If we’re talking about plastics that are both biobased and biodegradable like PLA, there are a number of key advantages. The key thing that is often looked is the potential to sequester carbon dioxide from the atmosphere and utilise it as a feedstock. Today we use plants to do this via photosynthesis, sugars are created which can then be used to make bioplastics. As technology progresses, we’ll move onto more advanced feedstocks such as algae or even methane, making the process more efficient and potentially creating a carbon sink.

The compostability of bioplastics is another major advantage, providing an appropriate collection system is available. Numerous peer-reviewed studies have shown how a mixture of materials with the same end of life options (e.g. food waste + compostable bioplastics) is far better for the environment compared to mixtures of materials that need to be separated, but often aren’t (e.g. polystyrene cutlery + food waste). Bioplastics can make collection far simplerand overcome issues with food waste contamination of plastics in recycling.

With all of the above in mind, the key aspect of any bioplastics should be the same as any other plastic, functionality. Bioplastics have to offer equal or better functionality in comparison to the plastics they replace. If bioplastics are seen as an inferior but green option, then they will remain a niche product.

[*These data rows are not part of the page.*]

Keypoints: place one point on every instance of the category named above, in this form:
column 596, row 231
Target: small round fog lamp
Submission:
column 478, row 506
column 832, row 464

At Floreon we offer bioplastics that outperform the plastics they are replacing, creating the potential for packaging and other products to be light weighted by using the performance of the material.

  • What are the future PLA applications?

The exciting thing about PLA is that it continues to evolve, it’s a material that’s still relatively young in commercial terms compared to other plastics such as PET. People are still discovering or refining ways to take its performance further, through compounding and other processes. The early applications for PLA (fibres, disposable cutlery, 3D printing, rigid packaging) have become quite established in certain niches (withstanding current incoming legislation regarding single use plastics) and the really exciting developments are now happening in more engineering polymer type applications, such as white goods, automotive interiors and consumer products.

A lot of people have become fixated on PLA as a ‘biodegradable’ polymer and don’t realise that with the right formulation, it can be highly durable and fulfil roles currently filled by engineering polymers such as ABS.

  • What differentiates Floreon PLA from other PLA compounds?

Floreon have developed an exciting piece of technology that has multiple benefits as a PLA compound. Our formulations are all based on the combination of PLA with small amounts of other certified compostable (EN13432) biopolymers which enhance flow and product physical properties. The key of our patent is the synergistic effect of the additives we use in PLA which give better than expected results in terms of toughness and strength. We can build on this to tailor thermomechanical properties and even degradability to our customers’ requirements as needed.

  • What’s next for Floreon in 2019?

We had an interesting year in 2018 and it was a year of change. We managed to secure a significant amount of private investment in the company to help us implement some much needed changes and keep progressing our technology. We also had some very exciting first orders from well recognised brands.In 2019 we’re looking to grow our presence in the market through strategic partnerships.

As a relatively small and technology focused organisation we’re looking to work with people such as compounders who can use our technology and take it into their customers. Our role is to support these organisations by providing our expertise and formulations for them to use so that they can meet their customers demands with a bioplastic. We already have some great partnerships in the UK which are working well for us but the intention now is to take this into new application sectors and territories.